Share

Bab 3. Isi Surat Perjanjian

"Dia kampusnya di dalam negeri, Kek," ucap Bryan dalam keadaan yang masih ngos-ngosan. Ia kemudian menyeka keringat di dahinya. "Lebih tepatnya, dia mahasiswa Sastra Inggris."

Pandangan Baskoro langsung teralihkan ke arah Bunga. "Really? So, you can speak English, Bunga?" tanyanya.

Glek!

Bunga kembali menelan ludah. Raut wajahnya amat menegang. Bahkan, muncul keringat sebesar jagung di dahinya. 'Aduh, ngomong apa si kakek?' batinnya. Ia kemudian menundukkan kepalanya ke bawah. 'Lagian mana mungkin aku kuliah di Sastra Inggris?' batinnya yang mulai ketir-ketir. 'Aku saja bisanya cuma yes-no, yes-no.'

Bryan mengangguk ke arah Baskoro. Lalu, dia menggenggam tangan Bunga yang sangat dingin seperti habis dari kulkas. Bunga pun langsung kaget saat tangan kekar nan hangat menggenggamnya. Ia pun hendak melepaskannya. Akan tetapi, Brtan mencegah dirinya. "Dia tak terlalu lancar, Kek, soalnya dia berhenti kuliah saat semester dua, makanya dia cuma bisa basic saja," elaknya. 'Semoga saja kali ini kakek percaya dengan ucapanku,' batinnya. Sebab, ia sangat takut Baskoro curiga dengannya, apalagi Baskoro sudah hafal kalau dia sering membohonginya.

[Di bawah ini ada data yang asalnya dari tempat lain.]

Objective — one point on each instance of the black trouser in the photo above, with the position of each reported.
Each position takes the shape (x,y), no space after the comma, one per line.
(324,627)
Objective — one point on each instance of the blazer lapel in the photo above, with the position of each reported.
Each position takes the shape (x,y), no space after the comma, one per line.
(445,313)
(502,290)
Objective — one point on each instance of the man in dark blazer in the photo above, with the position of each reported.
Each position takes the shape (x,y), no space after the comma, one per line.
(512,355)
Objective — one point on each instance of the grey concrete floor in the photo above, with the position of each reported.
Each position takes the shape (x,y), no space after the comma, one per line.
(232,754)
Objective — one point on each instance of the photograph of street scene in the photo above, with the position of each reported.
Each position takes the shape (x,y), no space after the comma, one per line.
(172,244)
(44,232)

Pandangan Baskoro kemudian teralihkan kepada Bunga. "Kalau boleh tahu kenapa kamu berhenti kuliah, Bunga?" tanya Baskoro.

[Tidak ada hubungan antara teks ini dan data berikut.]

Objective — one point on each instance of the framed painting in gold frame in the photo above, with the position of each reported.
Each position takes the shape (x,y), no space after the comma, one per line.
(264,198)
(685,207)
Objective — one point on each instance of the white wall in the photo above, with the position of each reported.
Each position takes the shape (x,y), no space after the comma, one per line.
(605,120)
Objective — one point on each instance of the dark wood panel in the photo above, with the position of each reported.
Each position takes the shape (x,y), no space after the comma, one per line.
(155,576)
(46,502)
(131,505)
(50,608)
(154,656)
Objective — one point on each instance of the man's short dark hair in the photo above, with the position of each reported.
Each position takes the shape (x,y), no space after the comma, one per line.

Bryan pun hendak menjawab, tetapi Bunga langsung menjawabnya. "Saya bercita-cita jadi ibu rumah tangga, Kek," ujarnya yang memang sejak dulu ingin menjadi ibu rumah tangga.

Seketika, Bryan langsung menoleh ke arah Bunga. Ia tak menyangka jawaban Bunga sangat di luar nalar. Sebab, setiap perempuan di lingkungannya setiap ditanya, pasti jawabannya selalu bercita-cita tinggi, seperti menjadi dokter, direktur, CEO, guru, dan masih banyak pekerjaan yang lainnya.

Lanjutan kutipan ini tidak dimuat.